Lise Berthaud (alto), François Pinel (piano)


18 heures
Ludwig van Beethoven: Sonate pour violon et piano n° 8, opus 30 n° 3
John Cage: Variations I
George Enesco: Sonate pour violon et piano n° 3 «Dans le caractère populaire roumain», opus 25

Patricia Kopatchinskaya (violon), Mihaela Ursuleasa (piano)


Une fois le Corum atteint, si l’on ose dire, aucune raison d’en sortir pour affronter à nouveau la chaleur, car le Festival de Radio France et Montpellier Languedoc-Roussillon réserve au mélomane la possibilité d’y passer une journée intégralement dévolue à sa passion: de concerts en projections, c’est en effet l’occasion pour lui de profiter, de midi à minuit, ou presque, d’une programmation foisonnante, même en «se contentant» des seules manifestations gratuites, comme le fera la présente chronique. Et si la soirée devait prendre la forme d’un spectacle (payant) en deux temps, comprenant la venue d’un artiste de tempérament, Fazil Say, les trois moments qui l’ont précédé n’en auront pas moins amplement permis à d’autres tempéraments, bien sûr fort différents, de s’exprimer.


1. Tempérament apollinien


L’heure de musique du déjeuner à la Salle Pasteur est consacrée à des «jeunes artistes» dont la carrière, pour certains d’entre eux – le Quatuor Aviv, Jean-Frédéric Neuburger – est cependant déjà bien lancée. Agée de vingt-trois ans, Lise Berthaud ne le leur cède que peu de ce point de vue, car le nom de cette élève de Pierre-Henri Xuereb et Gérard Caussé apparaît de plus en plus souvent en bonne place sur les scènes nationales. Et ce n’est que justice au vu d’un récital curieusement composé exclusivement d’œuvres que les altistes se sont appropriées de longue date, bien qu’elles n’aient pas été originellement écrites pour leur instrument, mais respectivement pour l’arpeggione, le cor et la clarinette. Le répertoire est si limité qu’il faille en arriver à de telles extrémités?

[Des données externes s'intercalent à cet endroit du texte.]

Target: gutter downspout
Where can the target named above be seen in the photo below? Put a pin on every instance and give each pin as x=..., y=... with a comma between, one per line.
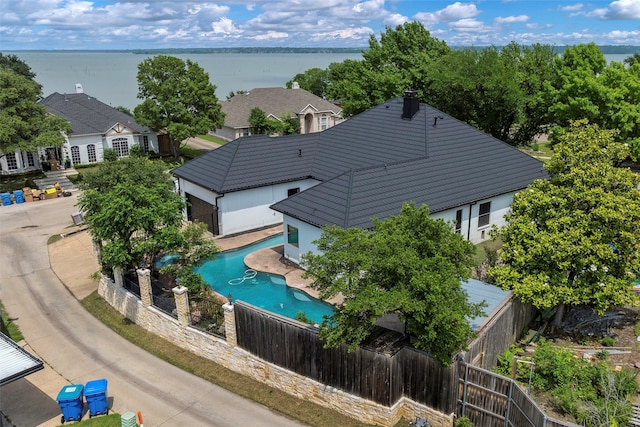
x=469, y=221
x=217, y=222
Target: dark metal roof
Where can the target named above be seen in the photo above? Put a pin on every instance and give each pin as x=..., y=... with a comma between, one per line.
x=370, y=164
x=274, y=101
x=15, y=362
x=87, y=115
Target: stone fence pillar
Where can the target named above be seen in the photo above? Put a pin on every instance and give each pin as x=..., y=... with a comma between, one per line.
x=144, y=281
x=182, y=305
x=97, y=251
x=117, y=276
x=230, y=324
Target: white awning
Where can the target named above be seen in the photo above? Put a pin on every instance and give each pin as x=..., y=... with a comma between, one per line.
x=15, y=362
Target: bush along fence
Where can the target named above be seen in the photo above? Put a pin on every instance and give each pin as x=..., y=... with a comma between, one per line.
x=379, y=384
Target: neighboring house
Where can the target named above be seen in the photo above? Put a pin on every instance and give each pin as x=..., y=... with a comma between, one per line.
x=400, y=151
x=95, y=127
x=314, y=113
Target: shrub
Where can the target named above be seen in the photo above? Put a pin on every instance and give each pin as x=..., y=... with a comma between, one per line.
x=463, y=422
x=608, y=342
x=302, y=317
x=109, y=155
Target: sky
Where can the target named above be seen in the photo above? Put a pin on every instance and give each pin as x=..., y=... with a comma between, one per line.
x=151, y=24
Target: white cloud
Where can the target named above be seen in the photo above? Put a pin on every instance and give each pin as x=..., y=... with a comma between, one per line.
x=453, y=12
x=510, y=19
x=225, y=27
x=270, y=35
x=470, y=25
x=571, y=8
x=346, y=33
x=395, y=19
x=623, y=9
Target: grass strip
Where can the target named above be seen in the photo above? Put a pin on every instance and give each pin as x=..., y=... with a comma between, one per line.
x=279, y=401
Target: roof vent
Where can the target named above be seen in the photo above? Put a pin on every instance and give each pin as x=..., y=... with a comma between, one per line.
x=411, y=104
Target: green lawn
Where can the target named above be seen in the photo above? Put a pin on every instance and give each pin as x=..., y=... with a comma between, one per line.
x=306, y=412
x=111, y=420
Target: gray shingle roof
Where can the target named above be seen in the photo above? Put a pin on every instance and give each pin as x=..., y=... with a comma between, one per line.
x=86, y=114
x=370, y=164
x=275, y=101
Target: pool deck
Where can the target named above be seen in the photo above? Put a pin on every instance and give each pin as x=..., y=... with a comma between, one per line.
x=270, y=260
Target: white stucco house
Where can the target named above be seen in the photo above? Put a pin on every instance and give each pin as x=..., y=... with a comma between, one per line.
x=95, y=127
x=400, y=151
x=314, y=113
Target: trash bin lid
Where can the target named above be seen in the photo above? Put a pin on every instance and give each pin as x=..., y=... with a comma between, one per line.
x=95, y=387
x=70, y=392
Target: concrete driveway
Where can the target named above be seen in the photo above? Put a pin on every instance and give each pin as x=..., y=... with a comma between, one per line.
x=77, y=348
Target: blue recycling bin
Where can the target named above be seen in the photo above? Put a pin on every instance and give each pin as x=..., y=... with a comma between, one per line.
x=95, y=393
x=18, y=195
x=71, y=403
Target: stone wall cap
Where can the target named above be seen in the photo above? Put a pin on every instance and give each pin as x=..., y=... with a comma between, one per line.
x=179, y=290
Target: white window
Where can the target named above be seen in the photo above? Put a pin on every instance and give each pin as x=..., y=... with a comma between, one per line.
x=91, y=153
x=121, y=145
x=12, y=162
x=322, y=125
x=483, y=214
x=75, y=154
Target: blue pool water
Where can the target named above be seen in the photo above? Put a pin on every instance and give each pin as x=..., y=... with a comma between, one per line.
x=267, y=291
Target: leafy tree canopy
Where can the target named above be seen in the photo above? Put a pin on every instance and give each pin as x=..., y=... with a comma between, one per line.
x=573, y=239
x=314, y=80
x=390, y=66
x=178, y=97
x=25, y=124
x=585, y=87
x=131, y=207
x=495, y=90
x=409, y=265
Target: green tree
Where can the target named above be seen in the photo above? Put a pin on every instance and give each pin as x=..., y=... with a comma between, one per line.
x=495, y=90
x=390, y=66
x=409, y=265
x=633, y=59
x=131, y=207
x=178, y=97
x=25, y=124
x=314, y=80
x=287, y=125
x=573, y=239
x=586, y=88
x=260, y=123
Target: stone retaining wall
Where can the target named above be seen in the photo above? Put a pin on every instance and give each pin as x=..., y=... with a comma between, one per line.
x=232, y=357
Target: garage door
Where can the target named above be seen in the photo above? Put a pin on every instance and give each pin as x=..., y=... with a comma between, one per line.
x=201, y=211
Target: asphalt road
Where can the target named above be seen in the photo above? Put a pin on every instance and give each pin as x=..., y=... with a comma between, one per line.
x=77, y=348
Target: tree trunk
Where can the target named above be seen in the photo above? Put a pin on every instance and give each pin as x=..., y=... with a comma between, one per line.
x=557, y=319
x=176, y=150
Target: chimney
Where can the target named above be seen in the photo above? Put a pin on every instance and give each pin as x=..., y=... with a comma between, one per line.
x=411, y=104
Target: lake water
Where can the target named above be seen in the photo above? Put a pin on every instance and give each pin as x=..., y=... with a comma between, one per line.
x=227, y=274
x=111, y=76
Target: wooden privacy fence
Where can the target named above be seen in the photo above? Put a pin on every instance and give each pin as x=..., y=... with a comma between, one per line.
x=381, y=376
x=499, y=332
x=389, y=373
x=491, y=400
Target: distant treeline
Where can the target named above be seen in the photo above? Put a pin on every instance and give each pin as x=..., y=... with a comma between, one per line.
x=247, y=50
x=606, y=49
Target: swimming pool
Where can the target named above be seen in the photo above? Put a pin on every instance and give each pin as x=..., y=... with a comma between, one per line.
x=227, y=274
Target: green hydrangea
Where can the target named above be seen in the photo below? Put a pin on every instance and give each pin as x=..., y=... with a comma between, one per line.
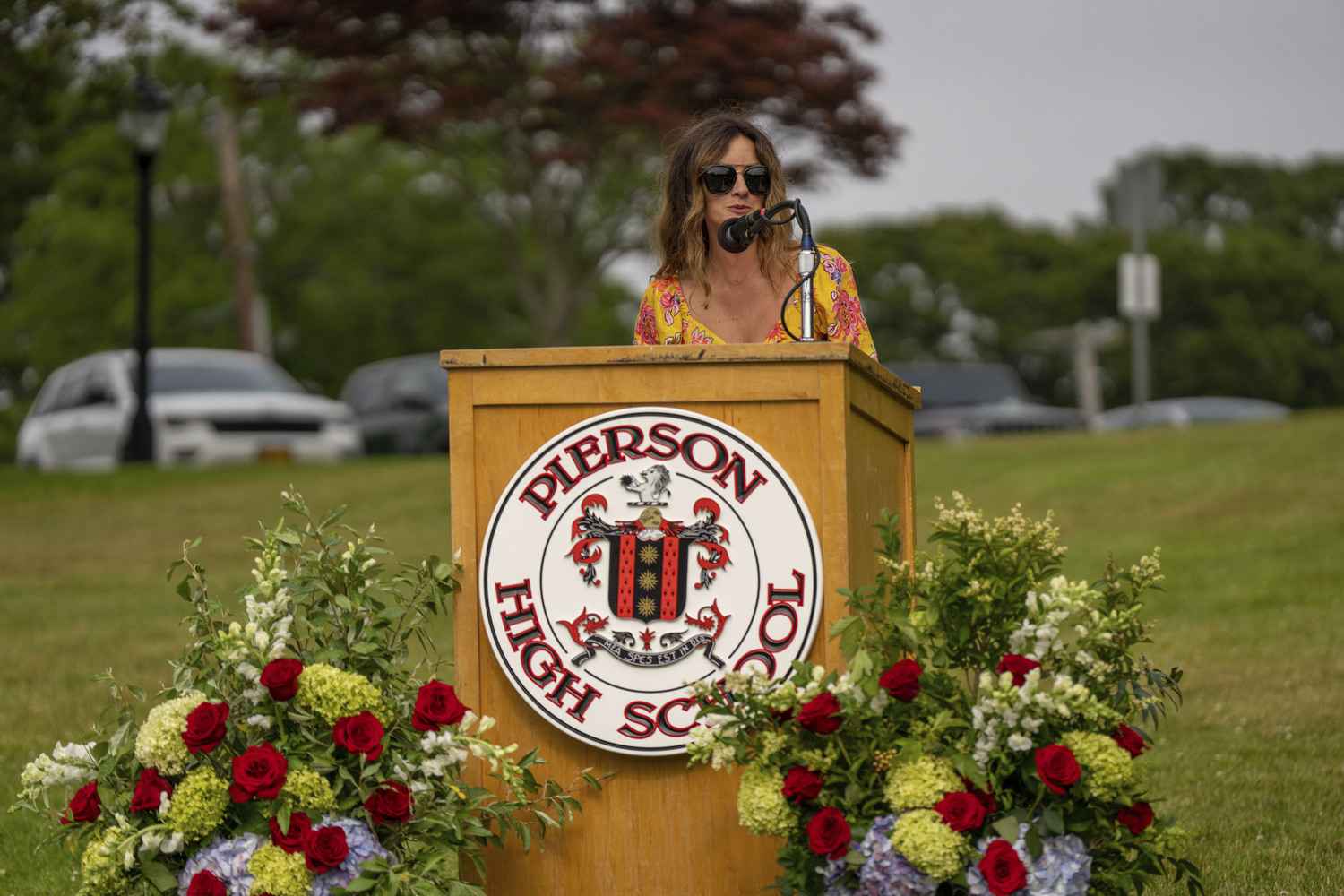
x=309, y=793
x=762, y=807
x=159, y=743
x=101, y=872
x=1112, y=774
x=929, y=844
x=335, y=694
x=279, y=874
x=198, y=805
x=919, y=783
x=1168, y=841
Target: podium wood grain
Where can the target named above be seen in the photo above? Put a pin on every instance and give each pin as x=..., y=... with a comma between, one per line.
x=838, y=422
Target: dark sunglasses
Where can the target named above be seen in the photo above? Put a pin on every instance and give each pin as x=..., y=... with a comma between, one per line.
x=720, y=179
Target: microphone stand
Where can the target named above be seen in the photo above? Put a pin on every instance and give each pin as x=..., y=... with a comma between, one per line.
x=806, y=268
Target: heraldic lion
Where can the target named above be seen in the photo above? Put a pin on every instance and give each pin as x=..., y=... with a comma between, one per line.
x=650, y=484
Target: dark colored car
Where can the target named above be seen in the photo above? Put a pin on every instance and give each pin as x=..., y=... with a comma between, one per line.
x=1185, y=411
x=964, y=400
x=401, y=405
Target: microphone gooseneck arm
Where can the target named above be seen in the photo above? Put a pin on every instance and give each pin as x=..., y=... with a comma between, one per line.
x=806, y=271
x=737, y=234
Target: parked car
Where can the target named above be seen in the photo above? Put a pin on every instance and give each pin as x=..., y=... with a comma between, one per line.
x=1185, y=411
x=401, y=405
x=964, y=400
x=206, y=406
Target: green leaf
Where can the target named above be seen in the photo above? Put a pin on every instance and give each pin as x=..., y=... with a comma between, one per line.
x=862, y=665
x=1007, y=828
x=160, y=876
x=360, y=884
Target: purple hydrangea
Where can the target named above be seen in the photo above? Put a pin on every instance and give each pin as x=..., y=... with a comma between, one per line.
x=363, y=845
x=1064, y=868
x=884, y=872
x=226, y=860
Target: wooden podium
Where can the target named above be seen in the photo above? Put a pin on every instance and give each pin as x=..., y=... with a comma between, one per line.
x=836, y=421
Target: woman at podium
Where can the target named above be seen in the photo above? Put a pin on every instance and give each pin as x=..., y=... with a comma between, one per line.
x=710, y=288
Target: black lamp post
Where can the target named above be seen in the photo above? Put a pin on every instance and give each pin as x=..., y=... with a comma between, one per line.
x=144, y=125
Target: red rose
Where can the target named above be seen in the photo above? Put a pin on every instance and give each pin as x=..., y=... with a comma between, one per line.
x=204, y=727
x=822, y=713
x=150, y=791
x=281, y=677
x=1003, y=869
x=1136, y=817
x=85, y=805
x=390, y=804
x=258, y=772
x=961, y=812
x=801, y=783
x=902, y=680
x=1129, y=739
x=986, y=797
x=324, y=849
x=437, y=705
x=828, y=833
x=360, y=734
x=206, y=884
x=1056, y=767
x=292, y=841
x=1019, y=667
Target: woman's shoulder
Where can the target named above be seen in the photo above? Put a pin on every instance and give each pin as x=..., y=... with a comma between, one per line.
x=663, y=285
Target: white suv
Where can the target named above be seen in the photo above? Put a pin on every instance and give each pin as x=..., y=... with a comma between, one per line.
x=206, y=406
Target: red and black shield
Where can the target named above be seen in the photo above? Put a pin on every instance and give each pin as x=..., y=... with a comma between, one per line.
x=648, y=578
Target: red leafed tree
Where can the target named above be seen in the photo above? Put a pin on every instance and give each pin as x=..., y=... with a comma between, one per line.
x=551, y=115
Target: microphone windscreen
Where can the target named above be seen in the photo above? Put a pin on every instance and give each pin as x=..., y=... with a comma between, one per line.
x=728, y=244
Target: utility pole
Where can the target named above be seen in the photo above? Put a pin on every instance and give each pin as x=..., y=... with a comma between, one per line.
x=1140, y=298
x=236, y=222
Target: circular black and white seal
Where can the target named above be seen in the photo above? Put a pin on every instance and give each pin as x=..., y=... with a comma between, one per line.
x=640, y=551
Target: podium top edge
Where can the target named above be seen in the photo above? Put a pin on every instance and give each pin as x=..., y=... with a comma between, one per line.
x=718, y=354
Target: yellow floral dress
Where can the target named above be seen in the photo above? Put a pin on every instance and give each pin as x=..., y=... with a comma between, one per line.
x=666, y=317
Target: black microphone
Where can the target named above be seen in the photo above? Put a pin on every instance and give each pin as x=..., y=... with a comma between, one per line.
x=737, y=234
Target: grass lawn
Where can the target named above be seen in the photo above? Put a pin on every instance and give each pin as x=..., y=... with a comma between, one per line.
x=1250, y=520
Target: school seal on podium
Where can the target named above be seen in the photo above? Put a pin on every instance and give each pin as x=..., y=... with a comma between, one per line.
x=636, y=552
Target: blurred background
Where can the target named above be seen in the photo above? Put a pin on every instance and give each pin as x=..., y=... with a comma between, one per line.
x=338, y=187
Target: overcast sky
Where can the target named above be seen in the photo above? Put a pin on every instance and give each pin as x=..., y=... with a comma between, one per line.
x=1030, y=104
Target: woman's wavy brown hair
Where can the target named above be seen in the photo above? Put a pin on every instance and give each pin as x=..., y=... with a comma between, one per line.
x=679, y=234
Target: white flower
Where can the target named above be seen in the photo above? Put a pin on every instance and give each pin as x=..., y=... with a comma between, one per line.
x=150, y=841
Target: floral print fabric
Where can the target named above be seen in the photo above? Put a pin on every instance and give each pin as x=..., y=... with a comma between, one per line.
x=666, y=317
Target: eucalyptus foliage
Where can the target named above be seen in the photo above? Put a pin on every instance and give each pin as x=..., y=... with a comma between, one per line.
x=980, y=737
x=327, y=602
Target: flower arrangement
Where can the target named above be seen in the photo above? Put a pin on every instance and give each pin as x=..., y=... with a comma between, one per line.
x=986, y=737
x=298, y=751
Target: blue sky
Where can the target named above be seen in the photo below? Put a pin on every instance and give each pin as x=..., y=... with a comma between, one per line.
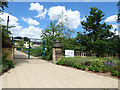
x=22, y=15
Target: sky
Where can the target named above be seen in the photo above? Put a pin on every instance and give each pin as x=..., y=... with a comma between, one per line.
x=30, y=18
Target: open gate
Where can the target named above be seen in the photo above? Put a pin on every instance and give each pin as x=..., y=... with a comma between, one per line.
x=28, y=48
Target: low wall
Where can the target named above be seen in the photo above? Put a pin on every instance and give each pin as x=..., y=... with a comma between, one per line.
x=91, y=54
x=8, y=50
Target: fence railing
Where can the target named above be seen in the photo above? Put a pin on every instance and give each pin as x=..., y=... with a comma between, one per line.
x=92, y=54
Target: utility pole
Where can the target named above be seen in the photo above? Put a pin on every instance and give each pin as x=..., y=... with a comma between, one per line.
x=118, y=20
x=8, y=20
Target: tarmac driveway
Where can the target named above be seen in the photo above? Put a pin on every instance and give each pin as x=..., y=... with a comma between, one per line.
x=36, y=73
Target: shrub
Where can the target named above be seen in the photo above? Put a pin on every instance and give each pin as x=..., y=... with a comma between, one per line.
x=96, y=69
x=6, y=64
x=103, y=69
x=90, y=68
x=83, y=67
x=87, y=63
x=78, y=66
x=60, y=62
x=118, y=74
x=75, y=64
x=114, y=73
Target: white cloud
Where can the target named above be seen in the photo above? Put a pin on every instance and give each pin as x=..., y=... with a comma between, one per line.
x=12, y=19
x=84, y=18
x=39, y=8
x=115, y=26
x=112, y=18
x=116, y=32
x=30, y=31
x=30, y=21
x=73, y=17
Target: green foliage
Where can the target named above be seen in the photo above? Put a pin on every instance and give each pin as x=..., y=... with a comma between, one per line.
x=37, y=51
x=83, y=67
x=21, y=43
x=60, y=62
x=79, y=66
x=90, y=68
x=114, y=73
x=6, y=64
x=103, y=69
x=93, y=64
x=55, y=32
x=96, y=69
x=97, y=34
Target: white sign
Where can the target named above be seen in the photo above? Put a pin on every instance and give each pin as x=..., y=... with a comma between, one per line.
x=69, y=53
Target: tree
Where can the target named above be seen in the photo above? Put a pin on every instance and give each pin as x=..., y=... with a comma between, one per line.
x=55, y=32
x=21, y=43
x=97, y=34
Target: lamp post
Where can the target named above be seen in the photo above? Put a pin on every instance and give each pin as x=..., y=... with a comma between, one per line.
x=8, y=20
x=118, y=20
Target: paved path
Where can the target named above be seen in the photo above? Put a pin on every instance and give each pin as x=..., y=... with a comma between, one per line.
x=36, y=73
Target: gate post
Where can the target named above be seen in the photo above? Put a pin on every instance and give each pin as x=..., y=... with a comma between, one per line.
x=29, y=50
x=56, y=52
x=43, y=50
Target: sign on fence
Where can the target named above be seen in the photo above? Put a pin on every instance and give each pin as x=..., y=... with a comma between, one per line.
x=69, y=53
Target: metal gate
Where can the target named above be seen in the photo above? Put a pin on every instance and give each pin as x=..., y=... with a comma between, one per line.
x=28, y=48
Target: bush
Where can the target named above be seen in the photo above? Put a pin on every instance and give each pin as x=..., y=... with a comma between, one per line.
x=83, y=67
x=87, y=63
x=103, y=69
x=114, y=73
x=90, y=68
x=96, y=69
x=60, y=62
x=118, y=74
x=6, y=64
x=78, y=66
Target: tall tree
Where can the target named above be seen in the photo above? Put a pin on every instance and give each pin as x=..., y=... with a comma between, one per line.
x=97, y=33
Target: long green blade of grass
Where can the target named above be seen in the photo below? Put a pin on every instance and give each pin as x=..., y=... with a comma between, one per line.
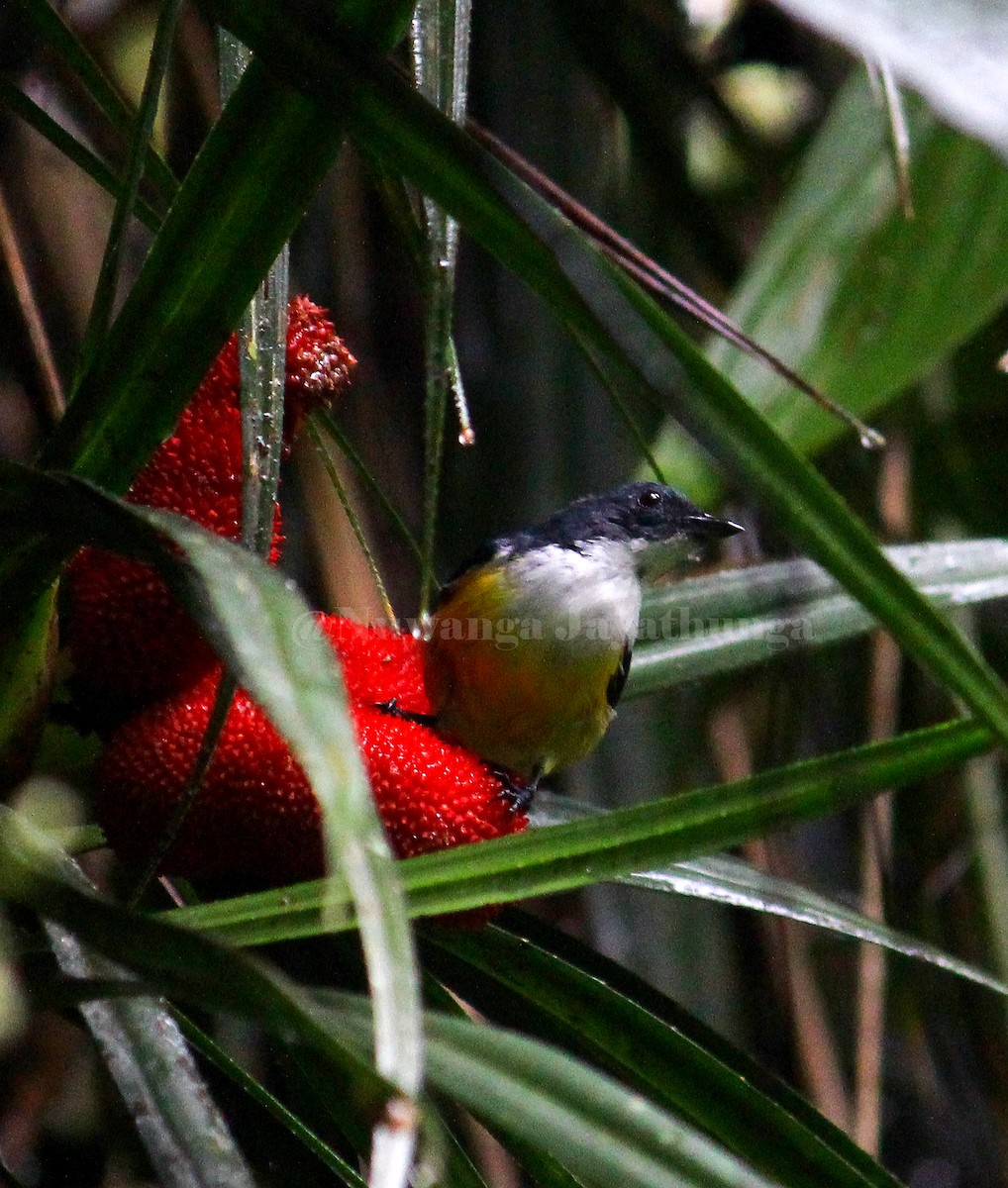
x=535, y=979
x=602, y=306
x=620, y=842
x=860, y=301
x=264, y=633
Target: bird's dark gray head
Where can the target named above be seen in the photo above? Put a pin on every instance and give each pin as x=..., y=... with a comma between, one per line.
x=638, y=515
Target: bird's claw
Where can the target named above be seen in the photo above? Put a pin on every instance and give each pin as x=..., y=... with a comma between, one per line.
x=519, y=794
x=391, y=707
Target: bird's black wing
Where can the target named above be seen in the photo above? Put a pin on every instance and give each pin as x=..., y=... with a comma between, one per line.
x=614, y=690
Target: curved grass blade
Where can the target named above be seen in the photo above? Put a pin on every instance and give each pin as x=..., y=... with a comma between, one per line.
x=532, y=977
x=265, y=634
x=863, y=302
x=723, y=622
x=596, y=1128
x=66, y=46
x=239, y=205
x=194, y=968
x=644, y=347
x=440, y=48
x=272, y=1105
x=947, y=50
x=184, y=1135
x=126, y=200
x=72, y=148
x=734, y=882
x=617, y=843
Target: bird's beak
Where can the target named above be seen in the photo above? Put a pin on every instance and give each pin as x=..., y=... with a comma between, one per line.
x=703, y=527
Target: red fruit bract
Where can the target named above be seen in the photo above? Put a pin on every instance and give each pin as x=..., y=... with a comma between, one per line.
x=255, y=820
x=379, y=664
x=131, y=643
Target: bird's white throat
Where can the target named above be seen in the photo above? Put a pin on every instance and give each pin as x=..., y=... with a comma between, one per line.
x=590, y=598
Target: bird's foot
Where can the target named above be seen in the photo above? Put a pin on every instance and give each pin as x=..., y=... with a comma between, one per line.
x=516, y=791
x=391, y=707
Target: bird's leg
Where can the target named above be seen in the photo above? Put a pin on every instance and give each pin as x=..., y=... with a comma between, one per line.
x=517, y=793
x=391, y=707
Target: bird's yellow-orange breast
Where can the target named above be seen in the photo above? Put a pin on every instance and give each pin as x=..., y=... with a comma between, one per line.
x=516, y=692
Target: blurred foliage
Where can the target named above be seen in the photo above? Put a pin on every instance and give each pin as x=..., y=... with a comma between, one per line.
x=749, y=155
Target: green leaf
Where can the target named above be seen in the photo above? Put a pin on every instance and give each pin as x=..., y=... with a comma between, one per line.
x=185, y=1138
x=615, y=843
x=264, y=631
x=948, y=49
x=615, y=318
x=268, y=1103
x=35, y=873
x=238, y=206
x=722, y=622
x=65, y=45
x=596, y=1128
x=849, y=292
x=537, y=979
x=72, y=148
x=730, y=880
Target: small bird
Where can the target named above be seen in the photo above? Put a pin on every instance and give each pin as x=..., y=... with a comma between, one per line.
x=529, y=645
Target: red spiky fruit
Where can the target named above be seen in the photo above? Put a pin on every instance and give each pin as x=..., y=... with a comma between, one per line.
x=380, y=665
x=255, y=820
x=130, y=641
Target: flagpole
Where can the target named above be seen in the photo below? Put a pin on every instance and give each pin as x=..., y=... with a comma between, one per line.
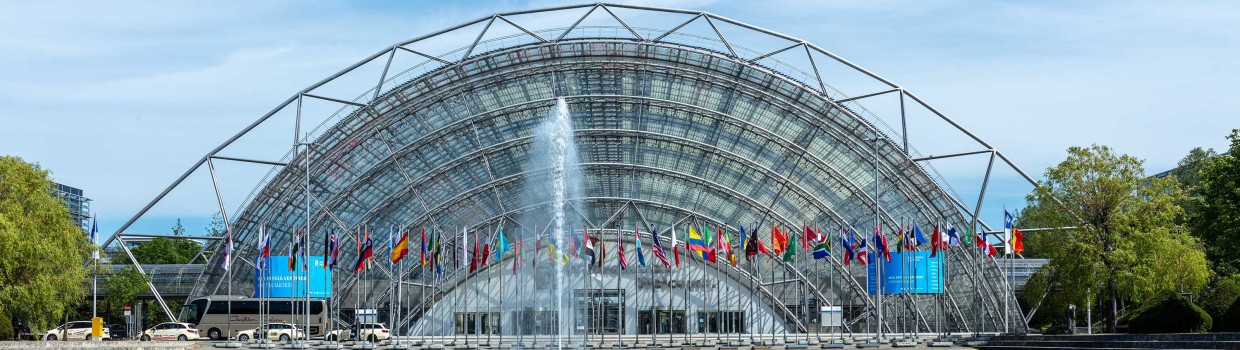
x=753, y=269
x=688, y=284
x=94, y=273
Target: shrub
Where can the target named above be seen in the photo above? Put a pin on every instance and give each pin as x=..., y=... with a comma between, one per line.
x=1230, y=319
x=1219, y=299
x=1169, y=313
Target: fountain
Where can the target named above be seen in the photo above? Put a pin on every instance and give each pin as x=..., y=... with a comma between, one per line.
x=553, y=155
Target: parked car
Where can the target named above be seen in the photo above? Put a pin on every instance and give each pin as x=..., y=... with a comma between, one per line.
x=274, y=330
x=118, y=330
x=370, y=332
x=170, y=330
x=73, y=330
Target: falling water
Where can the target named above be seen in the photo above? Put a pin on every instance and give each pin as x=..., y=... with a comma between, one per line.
x=554, y=154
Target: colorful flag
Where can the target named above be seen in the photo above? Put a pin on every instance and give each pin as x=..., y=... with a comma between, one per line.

Avec un alto exubérant et contrasté en même temps que précis et virtuose, la Sonate «Arpeggione» (1823) de Schubert est en outre servie par l’inventivité de François Pinel, qui ne se cantonne pas à un rôle d’accompagnateur. Faisant preuve d’une autorité incontestable et d’une belle qualité de phrasé dans le diptyque Adagio et Allegro (1849), Lise Berthaud offre un Schumann au romantisme contrôlé.


La Seconde sonate (1894) de Brahms traduit une certaine tendance à l’hédonisme dans l’Allegro amabile initial, au tempo retenu. Mais, même si le piano se fait parfois un peu dur, comment ne pas succomber à cet archet souple et fin ainsi qu’à cette sonorité équilibrée qui font chanter sans arrière-pensées l’ultime contribution du compositeur à la musique de chambre?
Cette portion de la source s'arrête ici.